Happy Father’s Day Dad. After spending a year of being 100% bipolar, I sometimes wonder how you made it 50 years, seemingly without support of any kind. I have all the support I could ask for and I think I’ll look like an old war horse by the time I’m 50. 

You provided, but weren’t always emotionally there. I understand that, now. I forgive you and I know you forgive me for not understanding. I’m sorry I didn’t praise you for being a good father when you were alive. All I saw were your short comings. I didn’t understand your struggle. 

I wish I could say it loud enough that I know you’d hear it, 

I LOVE YOU

I’ll take “brain med” for 500, Alex.


Monday through Friday I have 4 alarms go off – 1 to remind me to wake up and get my son to school, 1 to remind me to take my brain med and anxiety pills (yeah, I have my phone call it a “brain med” as a way of making me feel better about…something or another), a 3rd to remind me to take another “brain med”, and my fourth to remind me to take my last brain med (plus all the rest I take a night) and go to bed.

When I’m tied up at the moment (changing a diaper, pulling something out of the over, etc) I will hit the snooze button, but I never turn it off until I have the pill(s) in my hand, ensuring that even if I forget to take them, I’ll eventually realize they’re sitting in my hand waiting to get tossed down my throat.

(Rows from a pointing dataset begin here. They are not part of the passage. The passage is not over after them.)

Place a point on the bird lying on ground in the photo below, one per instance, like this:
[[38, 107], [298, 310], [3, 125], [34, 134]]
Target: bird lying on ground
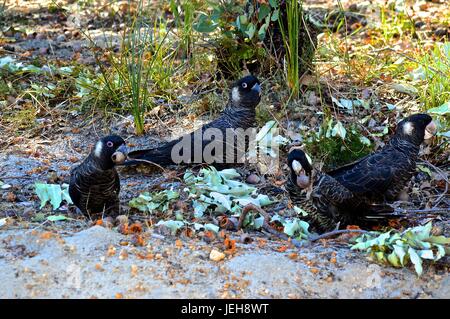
[[94, 184], [238, 114], [358, 193]]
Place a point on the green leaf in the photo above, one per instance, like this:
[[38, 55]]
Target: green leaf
[[250, 32], [300, 211], [405, 88], [339, 130], [205, 24], [393, 259], [264, 10], [212, 227], [416, 260], [56, 218], [274, 16], [173, 225], [441, 110], [52, 193], [442, 240], [426, 254], [400, 252], [258, 222]]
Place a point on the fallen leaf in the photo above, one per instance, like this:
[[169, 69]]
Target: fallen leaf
[[216, 255], [282, 249]]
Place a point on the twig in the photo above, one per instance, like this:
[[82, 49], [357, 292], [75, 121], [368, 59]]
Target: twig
[[426, 210], [149, 162], [16, 177], [338, 232], [409, 58], [266, 226], [444, 177], [158, 236]]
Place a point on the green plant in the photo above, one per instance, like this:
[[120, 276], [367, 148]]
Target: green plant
[[184, 19], [433, 75], [243, 28], [401, 248], [290, 34], [336, 145], [142, 68]]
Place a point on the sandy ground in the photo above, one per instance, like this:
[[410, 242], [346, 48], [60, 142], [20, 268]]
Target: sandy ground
[[78, 265], [76, 260]]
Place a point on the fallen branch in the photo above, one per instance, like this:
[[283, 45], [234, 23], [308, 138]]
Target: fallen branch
[[338, 232], [251, 207]]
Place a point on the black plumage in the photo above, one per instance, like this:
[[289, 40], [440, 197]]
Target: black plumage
[[239, 113], [94, 184], [358, 193]]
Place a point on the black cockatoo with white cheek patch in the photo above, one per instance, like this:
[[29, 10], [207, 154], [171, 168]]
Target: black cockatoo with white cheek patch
[[238, 114], [359, 192], [94, 184]]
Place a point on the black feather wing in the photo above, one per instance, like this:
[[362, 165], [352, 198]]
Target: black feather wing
[[374, 174], [93, 190]]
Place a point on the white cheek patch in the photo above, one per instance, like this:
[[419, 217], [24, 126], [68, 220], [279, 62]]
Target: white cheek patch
[[408, 128], [98, 149], [235, 96], [309, 159], [296, 166]]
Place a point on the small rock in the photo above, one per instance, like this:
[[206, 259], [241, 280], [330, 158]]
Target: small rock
[[441, 32], [253, 179], [8, 47], [216, 255], [60, 38], [245, 238], [43, 51], [437, 230], [46, 69], [52, 177], [419, 24], [76, 47], [40, 36], [122, 219], [108, 222]]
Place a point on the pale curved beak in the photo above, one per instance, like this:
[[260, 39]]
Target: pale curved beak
[[297, 167], [303, 181], [119, 156], [257, 88], [430, 130]]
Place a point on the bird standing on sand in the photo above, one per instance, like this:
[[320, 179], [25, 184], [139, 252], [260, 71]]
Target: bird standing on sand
[[238, 114], [94, 184], [358, 193]]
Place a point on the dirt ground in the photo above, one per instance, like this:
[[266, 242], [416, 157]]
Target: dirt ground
[[76, 265], [74, 259]]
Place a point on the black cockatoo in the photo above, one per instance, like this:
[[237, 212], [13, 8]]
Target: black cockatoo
[[238, 114], [94, 184], [358, 193]]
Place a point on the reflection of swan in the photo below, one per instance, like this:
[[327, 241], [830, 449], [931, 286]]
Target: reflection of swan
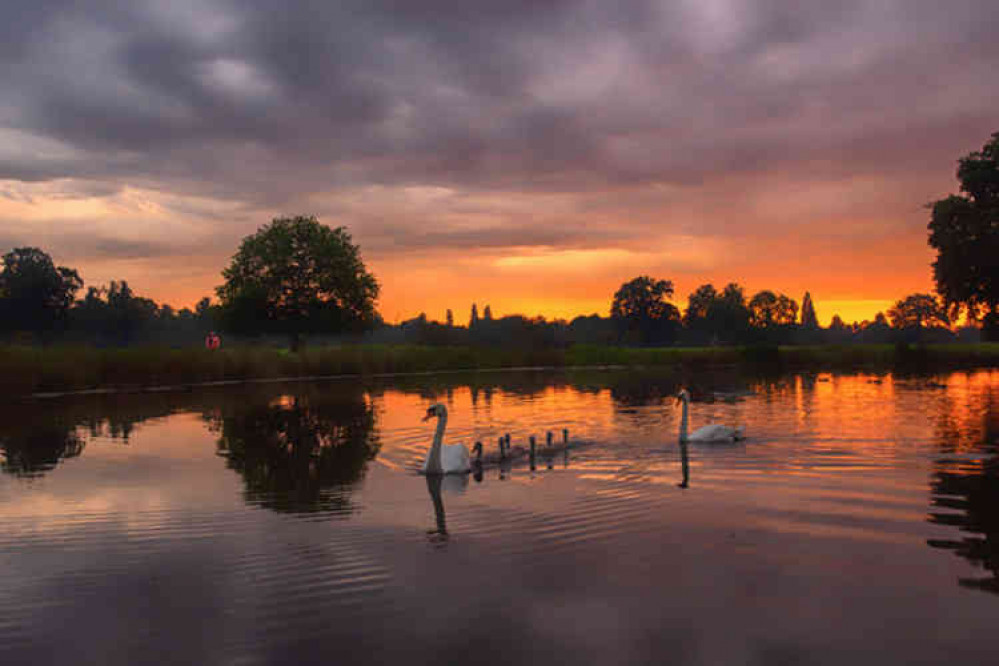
[[708, 433], [444, 458], [684, 465], [435, 484]]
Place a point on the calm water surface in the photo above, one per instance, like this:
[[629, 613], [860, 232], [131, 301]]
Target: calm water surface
[[285, 524]]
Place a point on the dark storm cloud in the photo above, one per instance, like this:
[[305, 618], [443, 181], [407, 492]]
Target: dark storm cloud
[[267, 103]]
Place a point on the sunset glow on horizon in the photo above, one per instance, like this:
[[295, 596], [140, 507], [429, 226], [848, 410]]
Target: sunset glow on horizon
[[532, 159]]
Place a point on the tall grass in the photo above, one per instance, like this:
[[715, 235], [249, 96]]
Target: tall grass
[[25, 370]]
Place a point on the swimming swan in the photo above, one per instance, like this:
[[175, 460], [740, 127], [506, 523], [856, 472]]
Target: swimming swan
[[708, 433], [444, 458]]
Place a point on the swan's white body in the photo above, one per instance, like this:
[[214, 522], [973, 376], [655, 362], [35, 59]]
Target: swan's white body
[[709, 433], [444, 458]]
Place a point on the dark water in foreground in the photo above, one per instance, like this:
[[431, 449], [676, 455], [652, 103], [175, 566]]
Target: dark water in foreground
[[859, 523]]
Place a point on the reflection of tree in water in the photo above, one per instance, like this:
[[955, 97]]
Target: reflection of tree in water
[[300, 452], [968, 490], [30, 448], [643, 390]]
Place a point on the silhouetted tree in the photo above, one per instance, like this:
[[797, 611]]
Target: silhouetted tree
[[35, 295], [917, 310], [298, 276], [642, 312], [808, 318], [964, 230]]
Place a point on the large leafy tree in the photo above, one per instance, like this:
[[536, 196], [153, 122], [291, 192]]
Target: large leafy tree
[[767, 309], [718, 316], [297, 276], [964, 230], [642, 311], [35, 294], [916, 311]]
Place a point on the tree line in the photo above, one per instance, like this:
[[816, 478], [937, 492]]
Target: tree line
[[296, 277]]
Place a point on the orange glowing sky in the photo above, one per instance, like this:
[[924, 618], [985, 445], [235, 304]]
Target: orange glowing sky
[[532, 159]]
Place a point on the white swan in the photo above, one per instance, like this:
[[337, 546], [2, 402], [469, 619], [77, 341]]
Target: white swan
[[444, 458], [708, 433]]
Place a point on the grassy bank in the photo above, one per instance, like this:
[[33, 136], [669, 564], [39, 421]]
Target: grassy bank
[[26, 370]]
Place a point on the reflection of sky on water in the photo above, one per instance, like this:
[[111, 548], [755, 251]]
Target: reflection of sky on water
[[807, 543]]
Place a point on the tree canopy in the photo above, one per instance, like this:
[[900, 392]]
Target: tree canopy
[[964, 230], [917, 311], [35, 294], [767, 309], [718, 316], [642, 311], [295, 276]]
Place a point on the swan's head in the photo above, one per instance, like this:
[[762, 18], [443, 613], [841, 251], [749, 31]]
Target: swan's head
[[435, 410]]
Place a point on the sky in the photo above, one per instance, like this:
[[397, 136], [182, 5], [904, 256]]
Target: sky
[[530, 155]]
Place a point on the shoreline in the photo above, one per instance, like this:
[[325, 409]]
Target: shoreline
[[46, 373]]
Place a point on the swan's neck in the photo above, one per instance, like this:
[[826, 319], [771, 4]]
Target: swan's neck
[[434, 456]]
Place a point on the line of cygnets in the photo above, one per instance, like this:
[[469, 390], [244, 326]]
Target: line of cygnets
[[454, 458], [506, 452]]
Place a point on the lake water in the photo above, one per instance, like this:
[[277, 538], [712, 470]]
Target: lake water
[[286, 524]]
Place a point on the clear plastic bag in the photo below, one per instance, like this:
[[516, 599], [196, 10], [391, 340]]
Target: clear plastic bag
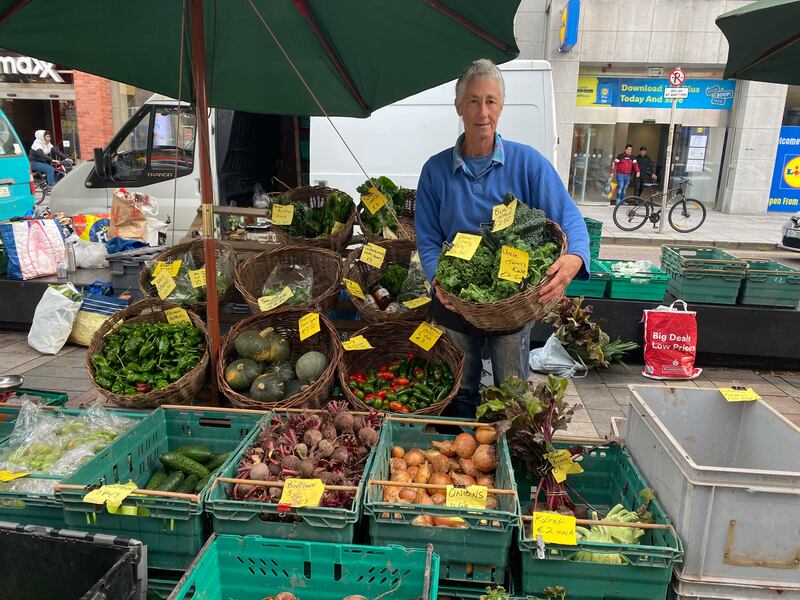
[[298, 278]]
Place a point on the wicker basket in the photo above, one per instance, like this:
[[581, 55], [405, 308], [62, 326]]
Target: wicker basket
[[314, 197], [150, 310], [512, 313], [397, 251], [394, 343], [327, 266], [196, 248], [284, 321]]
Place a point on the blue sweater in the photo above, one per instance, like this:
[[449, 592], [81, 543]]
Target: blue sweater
[[451, 199]]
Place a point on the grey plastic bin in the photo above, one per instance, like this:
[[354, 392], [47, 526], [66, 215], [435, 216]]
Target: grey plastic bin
[[728, 474]]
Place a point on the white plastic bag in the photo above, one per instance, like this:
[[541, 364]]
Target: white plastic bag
[[553, 358], [53, 319]]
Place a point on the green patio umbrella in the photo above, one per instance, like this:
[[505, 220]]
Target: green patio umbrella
[[292, 57], [764, 41]]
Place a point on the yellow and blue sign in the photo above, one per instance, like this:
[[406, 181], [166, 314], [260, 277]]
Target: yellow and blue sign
[[646, 92], [784, 194]]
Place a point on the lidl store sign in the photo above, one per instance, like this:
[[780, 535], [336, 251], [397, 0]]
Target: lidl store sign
[[784, 195], [645, 92]]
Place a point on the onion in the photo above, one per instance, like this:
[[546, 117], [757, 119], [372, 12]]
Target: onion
[[464, 445], [485, 458]]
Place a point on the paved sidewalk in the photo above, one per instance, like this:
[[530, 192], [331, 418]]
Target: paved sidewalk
[[602, 394], [749, 232]]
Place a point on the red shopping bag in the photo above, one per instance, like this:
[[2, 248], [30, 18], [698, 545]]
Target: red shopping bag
[[670, 343]]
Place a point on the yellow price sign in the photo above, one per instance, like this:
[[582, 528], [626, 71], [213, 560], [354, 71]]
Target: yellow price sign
[[416, 302], [298, 493], [354, 288], [555, 528], [373, 255], [472, 496], [177, 315], [426, 335], [266, 303], [198, 277], [309, 325], [513, 264], [374, 200], [164, 284], [282, 214], [464, 246], [503, 215]]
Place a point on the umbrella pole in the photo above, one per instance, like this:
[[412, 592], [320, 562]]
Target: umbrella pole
[[206, 185]]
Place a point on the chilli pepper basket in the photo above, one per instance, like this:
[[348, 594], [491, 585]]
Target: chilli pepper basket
[[327, 271], [510, 314], [397, 252], [285, 322], [394, 342], [150, 310], [314, 197], [224, 252]]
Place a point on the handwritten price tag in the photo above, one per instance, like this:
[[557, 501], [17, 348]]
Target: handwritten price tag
[[309, 325], [198, 277], [282, 214], [555, 528], [472, 496], [354, 288], [176, 316], [426, 335], [164, 284], [374, 200], [373, 255], [266, 303], [298, 493], [464, 246], [513, 264], [503, 215]]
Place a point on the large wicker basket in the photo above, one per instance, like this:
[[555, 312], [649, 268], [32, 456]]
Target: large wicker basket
[[405, 217], [512, 313], [223, 251], [397, 252], [314, 197], [326, 264], [391, 342], [285, 322], [150, 310]]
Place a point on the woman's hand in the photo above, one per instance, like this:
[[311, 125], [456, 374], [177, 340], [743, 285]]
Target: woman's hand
[[563, 271]]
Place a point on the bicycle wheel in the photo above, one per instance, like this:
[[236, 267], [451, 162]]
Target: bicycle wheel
[[631, 213], [687, 215]]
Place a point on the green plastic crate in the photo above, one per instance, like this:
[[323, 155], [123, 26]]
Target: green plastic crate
[[595, 286], [173, 529], [770, 283], [609, 477], [254, 568], [641, 286], [478, 552]]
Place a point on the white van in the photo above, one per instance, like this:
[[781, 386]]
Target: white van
[[158, 143]]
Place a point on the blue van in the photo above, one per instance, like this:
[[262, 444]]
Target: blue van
[[16, 186]]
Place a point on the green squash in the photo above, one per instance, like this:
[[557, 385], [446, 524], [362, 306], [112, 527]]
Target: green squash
[[311, 365], [241, 373], [268, 388]]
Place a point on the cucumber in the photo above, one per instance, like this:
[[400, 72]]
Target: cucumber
[[179, 462], [171, 483], [201, 454], [156, 480]]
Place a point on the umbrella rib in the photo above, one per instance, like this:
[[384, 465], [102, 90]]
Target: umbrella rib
[[462, 20], [305, 10]]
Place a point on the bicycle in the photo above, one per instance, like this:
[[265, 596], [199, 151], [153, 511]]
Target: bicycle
[[633, 212]]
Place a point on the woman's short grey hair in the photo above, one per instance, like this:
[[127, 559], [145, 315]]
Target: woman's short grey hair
[[482, 68]]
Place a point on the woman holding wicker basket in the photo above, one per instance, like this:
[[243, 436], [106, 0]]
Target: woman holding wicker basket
[[457, 191]]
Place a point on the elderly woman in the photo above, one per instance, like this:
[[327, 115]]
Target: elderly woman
[[458, 188]]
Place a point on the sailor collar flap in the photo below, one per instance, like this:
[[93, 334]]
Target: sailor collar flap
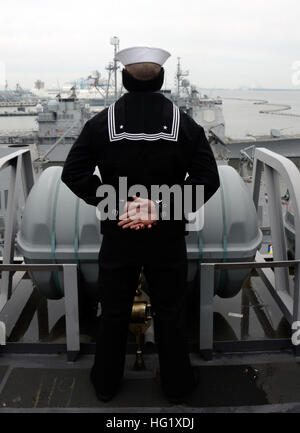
[[165, 129]]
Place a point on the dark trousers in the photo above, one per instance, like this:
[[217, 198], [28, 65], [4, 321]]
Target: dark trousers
[[165, 268]]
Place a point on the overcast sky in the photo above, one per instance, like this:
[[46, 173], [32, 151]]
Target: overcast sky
[[223, 43]]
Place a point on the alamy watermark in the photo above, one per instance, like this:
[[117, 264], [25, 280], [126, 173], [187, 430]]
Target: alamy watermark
[[2, 334], [2, 75], [296, 73], [174, 202]]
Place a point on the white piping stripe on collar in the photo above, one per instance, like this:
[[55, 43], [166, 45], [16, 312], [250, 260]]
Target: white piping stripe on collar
[[172, 136]]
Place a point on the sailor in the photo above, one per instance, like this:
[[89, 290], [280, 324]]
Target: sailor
[[145, 139]]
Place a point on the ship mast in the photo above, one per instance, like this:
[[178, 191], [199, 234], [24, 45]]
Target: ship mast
[[115, 41], [179, 76]]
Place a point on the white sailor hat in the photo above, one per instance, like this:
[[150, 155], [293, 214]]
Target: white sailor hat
[[128, 56]]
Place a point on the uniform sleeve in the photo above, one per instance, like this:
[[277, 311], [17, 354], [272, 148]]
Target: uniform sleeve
[[79, 167], [202, 167]]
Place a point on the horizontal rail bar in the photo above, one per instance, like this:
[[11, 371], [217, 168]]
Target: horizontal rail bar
[[50, 267], [251, 265]]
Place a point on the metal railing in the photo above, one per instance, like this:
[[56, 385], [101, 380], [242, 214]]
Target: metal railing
[[290, 310], [21, 171], [278, 282]]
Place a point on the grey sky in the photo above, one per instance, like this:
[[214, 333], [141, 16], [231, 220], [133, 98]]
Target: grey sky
[[222, 43]]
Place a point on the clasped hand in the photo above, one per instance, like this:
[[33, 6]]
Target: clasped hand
[[139, 213]]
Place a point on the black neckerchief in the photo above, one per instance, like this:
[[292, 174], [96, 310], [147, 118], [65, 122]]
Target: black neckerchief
[[133, 85]]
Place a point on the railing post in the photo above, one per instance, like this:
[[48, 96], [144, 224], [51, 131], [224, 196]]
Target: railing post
[[277, 228], [72, 311], [207, 277], [10, 228]]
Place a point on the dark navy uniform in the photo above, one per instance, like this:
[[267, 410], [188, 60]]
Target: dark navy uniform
[[145, 138]]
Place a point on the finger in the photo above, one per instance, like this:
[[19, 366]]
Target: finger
[[132, 223], [131, 213], [121, 223]]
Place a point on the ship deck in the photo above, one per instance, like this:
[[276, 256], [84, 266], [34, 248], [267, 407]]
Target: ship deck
[[254, 368]]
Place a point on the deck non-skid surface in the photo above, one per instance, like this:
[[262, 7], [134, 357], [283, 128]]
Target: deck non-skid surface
[[231, 386]]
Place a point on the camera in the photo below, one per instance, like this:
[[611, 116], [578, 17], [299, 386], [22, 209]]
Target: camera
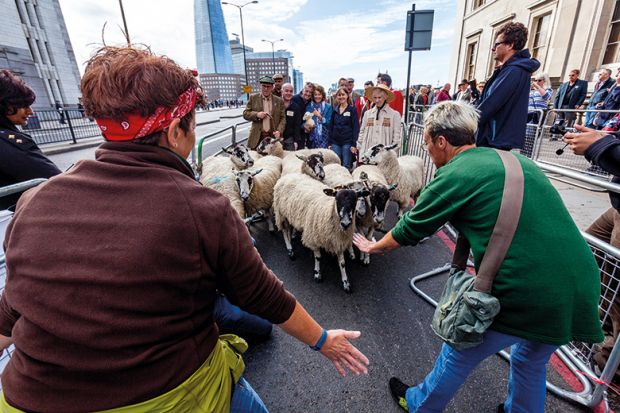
[[558, 127]]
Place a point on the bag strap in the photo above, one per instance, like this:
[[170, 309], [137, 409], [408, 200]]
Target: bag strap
[[505, 226]]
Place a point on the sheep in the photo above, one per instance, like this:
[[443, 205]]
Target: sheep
[[218, 174], [256, 187], [406, 171], [311, 165], [273, 146], [323, 214], [377, 202]]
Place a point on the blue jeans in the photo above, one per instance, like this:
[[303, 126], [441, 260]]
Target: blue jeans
[[526, 384], [344, 153], [246, 400]]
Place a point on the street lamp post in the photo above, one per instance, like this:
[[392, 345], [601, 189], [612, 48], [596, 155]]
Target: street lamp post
[[273, 53], [245, 66]]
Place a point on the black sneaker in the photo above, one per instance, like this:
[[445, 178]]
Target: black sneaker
[[398, 390]]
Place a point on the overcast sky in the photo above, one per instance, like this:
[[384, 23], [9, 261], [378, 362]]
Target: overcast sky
[[328, 38]]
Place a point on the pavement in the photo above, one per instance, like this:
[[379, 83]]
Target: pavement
[[395, 322]]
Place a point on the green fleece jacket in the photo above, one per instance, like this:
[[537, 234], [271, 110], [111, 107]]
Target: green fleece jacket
[[548, 285]]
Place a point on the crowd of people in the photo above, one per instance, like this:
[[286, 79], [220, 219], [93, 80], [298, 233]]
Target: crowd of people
[[143, 252]]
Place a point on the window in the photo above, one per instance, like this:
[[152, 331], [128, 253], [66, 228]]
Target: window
[[541, 36], [612, 54], [470, 61]]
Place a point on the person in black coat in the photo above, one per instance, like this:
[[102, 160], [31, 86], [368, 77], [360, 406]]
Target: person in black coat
[[20, 157], [571, 96]]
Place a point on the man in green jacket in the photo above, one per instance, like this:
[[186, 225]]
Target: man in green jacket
[[548, 284]]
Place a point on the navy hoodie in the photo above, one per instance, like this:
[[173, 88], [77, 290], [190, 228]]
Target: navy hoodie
[[503, 107]]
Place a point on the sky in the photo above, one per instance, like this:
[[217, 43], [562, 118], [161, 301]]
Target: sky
[[329, 39]]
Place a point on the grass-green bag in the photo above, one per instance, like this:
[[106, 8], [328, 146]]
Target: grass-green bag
[[466, 307]]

I think my husband was the first to call it my “brain medicine” as a way of taking some “blame” off of me for having Bipolar Disorder. It’s hard to get over the feeling that you’re either making everything up or that you’re defective somehow, so every little way I can squeeze in a scientific phrase to repeat to myself about my disorder, I use. I can tell what kind of a mood Im in by how I respond to myself using a phrase like “brain med”. I’m not my best self when I reply (inwardly OR outwardly) that “it’s not a ‘BRAIN MED’, it’s my pill that I HAVE to take THREE TIMES A DAY to remind me that without it, I MIGHT GO CRAZY.”

When I’m not well, I beat myself up with my self stigma better than anyone else could harass me over anything. I use words to describe myself that I would condemn anyone else for using, like “crazy”. Our self stigma is brutal. We hurt ourselves in ways other people can’t.

I can also tell when I’m not feeling well by how I feel about seeing my therapist. If I dread the thought of an upcoming appointment, I’m leaning towards depression. Of course she picks up on it before I even sit on her old ass love seat, which pisses me off even more. She has a “snarky” tone (which is pleasant to me when I’m well) that pisses me off. Her out dated un-flattering pants suits make me want to roll my eyes and automatically discredit anything she might have to say.

Ahh. My dramatic moods. Despite it all, I seem to be able to have more control over my thought processes lately. I recognize these thought patterns, I shut them down. Not always effectively, but sometimes. Improvement, most definitely. Soon, with the help of my meds and wellness team, I’ll be able to successfully masquerade as a person without any disorder(s). —note that I didn’t say “normal person” as I do not believe they exist anymore. It’s just matter of where we all fall on the spectrum.